I am one of those people who when I was introduced to the concept of open Source Software I was impressed by the generosity of the developer and honestly thought they make their money through donations and well wishers. Over the years my appreciation of the Open Source industry has immensely improved. This article aims to help your organization open up other revenue streams and or save it large amounts of money. Below is a brief guide on how to make or save money by making use of open source software.
Zimbabwe is currently faced with an acute shortage of foreign currency which is used to purchase most of the software programmes in use by the corporate. Offering them open source programs that are free of exorbitant yearly licenses would be welcome. That, some may think, would then kill the commercial licensed software and hence the industry. One has to appreciate the fact that Open Source software is commercial software; the GNU/GPL licenses do not preclude commercial exploitation of the software.
Consider the following:
Services or not licenses
Distribute the open source software for free and then provide the services of installation, implementation and maintenance at a charge. One can even go a step further to develop world class systems using open source tools which will be less expensive to maintain.
How to get started
Visit well known open source code repositories such as Freshmeat.net or Sourceforge.net. Search to find projects that address your requirements. Check to see whether the projects are in a programming language you are well versed with and the project is still active. Download the project and make modifications to the project, for example, style sheet changes, logos, form changes, etc. Contact the existing project community and let them know you want to build a commercial application and you will comply with the license.
Package it
Package your solution in a form downloadable via the internet for no cost. This produces a friction free manner for distributing your application, allowing you to establish your product’s credentials and market presence. But also consider that being in Zimbabwe, downloading from the internet may be an uphill task for your users; provide a packaged version of Cd’s and printed manuals. Put a price to cover the material used. Another way of packaging your system is building an appliance solution constituted of a preinstalled operating system, database application server and your application on top.
Marketing your product
What does it take for your product to get noticed? Obviously, by using open source attributes when marketing your product: Market the fact that you give your customers the complete source code to the system; market the fact that the code does not have a use-by date or sunset clause. If you and your business collectively fall under a bus, your customers can continue to use and have third parties provide ongoing support. Leverage the fact that local business and government consumers are risk averse, and that you, unlike a group of coders in Iceland or Brazil who produced the original code base, can indemnify your customers using your professional and product liability insurance; market the fact that you are local or regional and can provide same time zone business support.
By commercial support, I mean commercial support. Charge the customers $200 per hour for it, but make sure you deliver the goods. You should also play the perpetual code escrow card. Many potential customers of vertical business applications need to be guaranteed that they will not be left stranded when deploying a new line of business system.
Paying the bills
But how do you make money? First up, support revenue. As soon as you can, establish mailing lists and discussion forums so that users of your software can help other users. This takes the load off your team. You will need to kick start this community by providing technical support freely at first. Once momentum has been reached, provide no more free support. Instead, offer various paid support options, with credit card payments: per incident, quarterly and yearly. For business-grade vertical applications, this could be hundreds of dollars per incident or thousands of dollars per quarter. Next up, provide installation, customisation and enhancement services. This is where the real money is. Show the market you are a serious commercial open source player. Whilst your code is indeed open source, and your users could extend it themselves, most businesses do not have the time or the inclination to undertake this kind of activity; it’s not their core business. Firms will instead turn to you.
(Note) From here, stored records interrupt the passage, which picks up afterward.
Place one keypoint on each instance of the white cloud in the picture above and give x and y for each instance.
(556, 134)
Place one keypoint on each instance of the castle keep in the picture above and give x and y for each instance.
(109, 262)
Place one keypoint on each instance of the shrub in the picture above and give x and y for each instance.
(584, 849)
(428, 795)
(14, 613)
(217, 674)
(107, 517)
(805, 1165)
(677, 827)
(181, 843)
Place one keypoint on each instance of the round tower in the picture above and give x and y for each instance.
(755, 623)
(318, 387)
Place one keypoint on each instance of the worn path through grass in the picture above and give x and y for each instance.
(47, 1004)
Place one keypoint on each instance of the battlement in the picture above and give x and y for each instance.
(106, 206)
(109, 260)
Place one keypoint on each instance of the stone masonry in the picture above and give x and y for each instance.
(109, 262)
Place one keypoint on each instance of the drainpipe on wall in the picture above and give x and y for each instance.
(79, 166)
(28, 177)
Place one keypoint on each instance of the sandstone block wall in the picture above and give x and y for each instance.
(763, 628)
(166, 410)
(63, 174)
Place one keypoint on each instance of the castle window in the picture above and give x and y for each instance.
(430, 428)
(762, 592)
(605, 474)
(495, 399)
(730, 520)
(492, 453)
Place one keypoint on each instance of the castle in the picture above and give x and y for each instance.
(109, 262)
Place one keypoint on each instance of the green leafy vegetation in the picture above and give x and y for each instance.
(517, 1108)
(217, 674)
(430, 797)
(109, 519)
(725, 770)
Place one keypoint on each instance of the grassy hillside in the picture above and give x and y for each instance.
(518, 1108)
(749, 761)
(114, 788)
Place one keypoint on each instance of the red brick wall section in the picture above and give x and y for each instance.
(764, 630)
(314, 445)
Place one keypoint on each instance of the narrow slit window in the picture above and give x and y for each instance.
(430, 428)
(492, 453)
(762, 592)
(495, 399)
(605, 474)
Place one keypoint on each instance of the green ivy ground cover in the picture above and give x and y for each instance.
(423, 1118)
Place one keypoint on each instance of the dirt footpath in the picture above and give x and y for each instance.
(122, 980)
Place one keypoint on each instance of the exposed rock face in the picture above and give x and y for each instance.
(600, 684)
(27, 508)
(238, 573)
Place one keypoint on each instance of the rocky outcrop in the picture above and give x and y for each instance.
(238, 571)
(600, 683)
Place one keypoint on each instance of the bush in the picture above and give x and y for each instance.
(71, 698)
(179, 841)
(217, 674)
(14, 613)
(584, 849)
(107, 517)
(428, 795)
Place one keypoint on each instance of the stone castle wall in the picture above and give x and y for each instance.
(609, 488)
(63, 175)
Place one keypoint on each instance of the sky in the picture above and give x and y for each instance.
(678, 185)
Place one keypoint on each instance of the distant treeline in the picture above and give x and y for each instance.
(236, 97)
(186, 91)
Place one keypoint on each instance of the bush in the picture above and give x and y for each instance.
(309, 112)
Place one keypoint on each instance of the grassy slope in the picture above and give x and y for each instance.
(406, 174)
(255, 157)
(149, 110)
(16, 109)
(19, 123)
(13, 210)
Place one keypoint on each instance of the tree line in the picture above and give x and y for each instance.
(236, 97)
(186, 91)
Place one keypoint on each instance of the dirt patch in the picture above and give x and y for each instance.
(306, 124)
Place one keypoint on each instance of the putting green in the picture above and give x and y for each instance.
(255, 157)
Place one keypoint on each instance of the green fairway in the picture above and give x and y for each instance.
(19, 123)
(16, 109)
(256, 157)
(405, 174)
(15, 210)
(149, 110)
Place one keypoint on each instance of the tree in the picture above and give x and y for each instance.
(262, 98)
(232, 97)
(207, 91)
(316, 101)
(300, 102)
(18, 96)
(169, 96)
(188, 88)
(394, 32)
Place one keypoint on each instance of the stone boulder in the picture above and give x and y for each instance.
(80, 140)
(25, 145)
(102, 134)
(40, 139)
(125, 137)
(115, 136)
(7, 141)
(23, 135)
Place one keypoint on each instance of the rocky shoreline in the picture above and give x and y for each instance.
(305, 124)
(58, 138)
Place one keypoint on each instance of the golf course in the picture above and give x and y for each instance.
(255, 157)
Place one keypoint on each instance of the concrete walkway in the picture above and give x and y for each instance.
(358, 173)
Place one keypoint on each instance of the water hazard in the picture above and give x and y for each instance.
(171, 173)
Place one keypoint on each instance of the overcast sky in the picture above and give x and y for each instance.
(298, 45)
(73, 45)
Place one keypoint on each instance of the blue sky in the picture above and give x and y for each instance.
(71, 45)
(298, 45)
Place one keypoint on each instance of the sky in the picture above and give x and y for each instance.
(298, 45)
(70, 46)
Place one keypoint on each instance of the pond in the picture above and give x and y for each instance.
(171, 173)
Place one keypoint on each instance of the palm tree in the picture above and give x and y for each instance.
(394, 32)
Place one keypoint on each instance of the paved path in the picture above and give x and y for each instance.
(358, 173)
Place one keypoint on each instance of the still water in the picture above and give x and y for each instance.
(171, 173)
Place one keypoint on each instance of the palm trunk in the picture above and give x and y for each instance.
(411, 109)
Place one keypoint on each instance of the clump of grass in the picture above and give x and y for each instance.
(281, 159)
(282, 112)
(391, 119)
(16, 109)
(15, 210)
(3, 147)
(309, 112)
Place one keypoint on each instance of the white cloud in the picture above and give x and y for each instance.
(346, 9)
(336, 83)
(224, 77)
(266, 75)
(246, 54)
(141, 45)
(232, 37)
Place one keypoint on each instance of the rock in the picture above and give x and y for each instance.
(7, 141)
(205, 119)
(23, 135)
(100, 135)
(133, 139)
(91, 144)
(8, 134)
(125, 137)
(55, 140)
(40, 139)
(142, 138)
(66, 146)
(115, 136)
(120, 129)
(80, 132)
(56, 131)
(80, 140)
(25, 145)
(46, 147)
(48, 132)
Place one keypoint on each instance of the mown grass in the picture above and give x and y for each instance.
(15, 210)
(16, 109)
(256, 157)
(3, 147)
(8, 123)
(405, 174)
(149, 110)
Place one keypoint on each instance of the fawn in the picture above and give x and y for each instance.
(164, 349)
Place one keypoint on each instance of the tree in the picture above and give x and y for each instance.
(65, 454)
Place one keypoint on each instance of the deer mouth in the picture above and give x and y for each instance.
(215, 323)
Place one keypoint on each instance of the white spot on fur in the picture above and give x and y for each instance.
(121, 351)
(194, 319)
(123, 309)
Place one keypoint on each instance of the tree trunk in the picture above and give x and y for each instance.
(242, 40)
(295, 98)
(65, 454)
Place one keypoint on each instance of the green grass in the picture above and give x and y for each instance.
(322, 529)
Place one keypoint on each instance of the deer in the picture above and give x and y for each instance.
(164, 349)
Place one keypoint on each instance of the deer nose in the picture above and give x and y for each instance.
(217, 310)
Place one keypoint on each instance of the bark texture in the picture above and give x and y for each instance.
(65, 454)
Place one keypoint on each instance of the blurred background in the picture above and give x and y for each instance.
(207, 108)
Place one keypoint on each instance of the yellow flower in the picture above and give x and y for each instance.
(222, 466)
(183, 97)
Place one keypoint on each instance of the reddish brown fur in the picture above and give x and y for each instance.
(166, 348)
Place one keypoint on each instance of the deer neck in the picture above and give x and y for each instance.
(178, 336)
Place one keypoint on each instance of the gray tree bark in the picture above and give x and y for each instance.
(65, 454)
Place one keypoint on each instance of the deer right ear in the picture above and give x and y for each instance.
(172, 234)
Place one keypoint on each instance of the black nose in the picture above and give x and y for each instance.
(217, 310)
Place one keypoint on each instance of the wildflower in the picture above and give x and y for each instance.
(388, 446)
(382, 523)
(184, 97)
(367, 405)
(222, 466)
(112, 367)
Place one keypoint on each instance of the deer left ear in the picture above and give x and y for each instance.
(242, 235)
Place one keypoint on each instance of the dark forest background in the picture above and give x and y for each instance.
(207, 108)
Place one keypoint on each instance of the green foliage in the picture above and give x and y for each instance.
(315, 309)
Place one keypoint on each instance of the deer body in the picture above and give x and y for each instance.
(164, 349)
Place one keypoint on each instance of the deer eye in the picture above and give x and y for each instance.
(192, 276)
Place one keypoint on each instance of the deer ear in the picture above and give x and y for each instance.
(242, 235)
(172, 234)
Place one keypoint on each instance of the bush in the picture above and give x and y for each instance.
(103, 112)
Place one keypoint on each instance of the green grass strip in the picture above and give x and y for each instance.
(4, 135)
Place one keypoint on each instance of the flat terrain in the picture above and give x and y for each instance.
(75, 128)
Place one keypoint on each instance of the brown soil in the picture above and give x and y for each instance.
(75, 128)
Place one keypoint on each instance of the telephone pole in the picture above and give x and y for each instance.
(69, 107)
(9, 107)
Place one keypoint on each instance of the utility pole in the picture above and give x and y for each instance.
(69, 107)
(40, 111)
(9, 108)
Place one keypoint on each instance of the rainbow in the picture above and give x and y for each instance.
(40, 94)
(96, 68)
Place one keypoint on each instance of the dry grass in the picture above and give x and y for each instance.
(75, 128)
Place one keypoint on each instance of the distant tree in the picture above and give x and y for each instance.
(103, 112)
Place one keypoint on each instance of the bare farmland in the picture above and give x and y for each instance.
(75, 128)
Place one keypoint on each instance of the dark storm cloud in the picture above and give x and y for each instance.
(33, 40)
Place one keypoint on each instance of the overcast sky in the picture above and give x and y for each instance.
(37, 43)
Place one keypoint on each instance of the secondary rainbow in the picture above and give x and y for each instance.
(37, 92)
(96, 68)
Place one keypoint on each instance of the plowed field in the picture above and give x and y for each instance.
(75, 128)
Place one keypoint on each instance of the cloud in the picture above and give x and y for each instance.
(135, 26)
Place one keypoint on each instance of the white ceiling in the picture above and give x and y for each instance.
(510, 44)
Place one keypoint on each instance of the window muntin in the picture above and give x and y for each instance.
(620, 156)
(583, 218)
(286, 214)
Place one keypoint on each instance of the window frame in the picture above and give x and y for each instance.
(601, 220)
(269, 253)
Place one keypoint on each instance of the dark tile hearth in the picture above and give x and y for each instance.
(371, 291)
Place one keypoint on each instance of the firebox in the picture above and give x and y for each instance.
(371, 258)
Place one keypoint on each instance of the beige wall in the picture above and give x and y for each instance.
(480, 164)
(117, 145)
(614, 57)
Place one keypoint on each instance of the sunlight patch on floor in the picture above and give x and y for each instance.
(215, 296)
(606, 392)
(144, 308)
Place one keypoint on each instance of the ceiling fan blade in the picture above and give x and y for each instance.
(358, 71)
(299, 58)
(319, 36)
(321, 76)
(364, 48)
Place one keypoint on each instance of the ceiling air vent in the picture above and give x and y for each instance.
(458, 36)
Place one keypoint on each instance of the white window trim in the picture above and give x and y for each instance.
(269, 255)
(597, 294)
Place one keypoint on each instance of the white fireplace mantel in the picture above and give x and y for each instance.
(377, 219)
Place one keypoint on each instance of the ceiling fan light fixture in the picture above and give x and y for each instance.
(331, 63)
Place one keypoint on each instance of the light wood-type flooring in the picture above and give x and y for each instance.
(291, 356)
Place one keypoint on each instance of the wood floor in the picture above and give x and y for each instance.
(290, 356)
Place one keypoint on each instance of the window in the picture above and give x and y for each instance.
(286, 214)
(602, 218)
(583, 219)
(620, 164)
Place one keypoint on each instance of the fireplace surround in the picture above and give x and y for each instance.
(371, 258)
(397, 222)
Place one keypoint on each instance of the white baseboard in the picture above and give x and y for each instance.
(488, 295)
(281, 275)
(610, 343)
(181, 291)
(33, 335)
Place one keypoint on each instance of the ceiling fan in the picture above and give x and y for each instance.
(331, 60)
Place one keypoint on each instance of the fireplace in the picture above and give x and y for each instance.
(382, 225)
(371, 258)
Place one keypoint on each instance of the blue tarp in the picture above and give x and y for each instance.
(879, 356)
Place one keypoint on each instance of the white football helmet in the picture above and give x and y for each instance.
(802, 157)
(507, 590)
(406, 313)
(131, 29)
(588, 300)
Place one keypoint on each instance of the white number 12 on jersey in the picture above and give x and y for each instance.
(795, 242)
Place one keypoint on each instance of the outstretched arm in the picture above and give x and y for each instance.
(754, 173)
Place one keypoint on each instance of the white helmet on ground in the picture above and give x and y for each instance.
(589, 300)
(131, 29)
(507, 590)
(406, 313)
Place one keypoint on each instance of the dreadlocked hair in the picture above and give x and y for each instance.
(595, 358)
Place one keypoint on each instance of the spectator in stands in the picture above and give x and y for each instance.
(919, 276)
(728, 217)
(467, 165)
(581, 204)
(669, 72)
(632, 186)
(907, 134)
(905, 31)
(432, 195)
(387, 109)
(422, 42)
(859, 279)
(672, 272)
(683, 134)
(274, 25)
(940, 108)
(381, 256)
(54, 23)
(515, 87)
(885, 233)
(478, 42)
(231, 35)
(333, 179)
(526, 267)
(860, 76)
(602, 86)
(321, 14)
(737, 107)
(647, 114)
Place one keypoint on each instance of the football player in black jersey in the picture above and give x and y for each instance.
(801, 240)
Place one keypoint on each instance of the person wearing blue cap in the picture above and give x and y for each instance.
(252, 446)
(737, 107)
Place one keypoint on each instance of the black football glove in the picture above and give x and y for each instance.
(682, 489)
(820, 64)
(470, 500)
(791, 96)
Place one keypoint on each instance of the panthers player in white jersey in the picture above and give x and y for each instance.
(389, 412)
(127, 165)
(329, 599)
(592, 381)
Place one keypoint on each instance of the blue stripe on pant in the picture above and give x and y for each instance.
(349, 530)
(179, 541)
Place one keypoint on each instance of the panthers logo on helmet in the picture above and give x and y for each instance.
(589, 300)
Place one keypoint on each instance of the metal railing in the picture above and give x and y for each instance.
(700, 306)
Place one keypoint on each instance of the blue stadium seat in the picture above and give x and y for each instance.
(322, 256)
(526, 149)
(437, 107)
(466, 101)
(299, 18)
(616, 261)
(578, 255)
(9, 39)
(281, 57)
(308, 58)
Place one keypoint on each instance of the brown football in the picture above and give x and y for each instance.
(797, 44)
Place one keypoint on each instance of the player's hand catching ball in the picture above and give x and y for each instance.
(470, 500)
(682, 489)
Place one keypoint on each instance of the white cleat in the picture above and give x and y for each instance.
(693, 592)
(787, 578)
Additionally, no one should know the code as well as you, and your time to build for extensions and any integration work will far exceed others’ value delivery. All you need to do is capture just a small percentage of all those users who pulled down a free download and you can generate some real revenue with customisation work. And because any such resultant work can be open source too, you can slowly build upon the functionality of your product, thus attracting more users.
Finally, you can make money by re-licensing. Just because you licence your software under an open source licence, does not mean you can not also licence it under non-open source terms as well. For various tactical reasons, the best open source licence to use for this purpose is the General Public Licence (GPL). This approach works especially well for libraries and for products which you could classify as ‘engines’, such as computing engines (scientific and engineering), database or transactional engines. By using the GPL, anyone who links to your engine or library and plans to redistribute that combination as a total product must also licence their own IP under the GPL.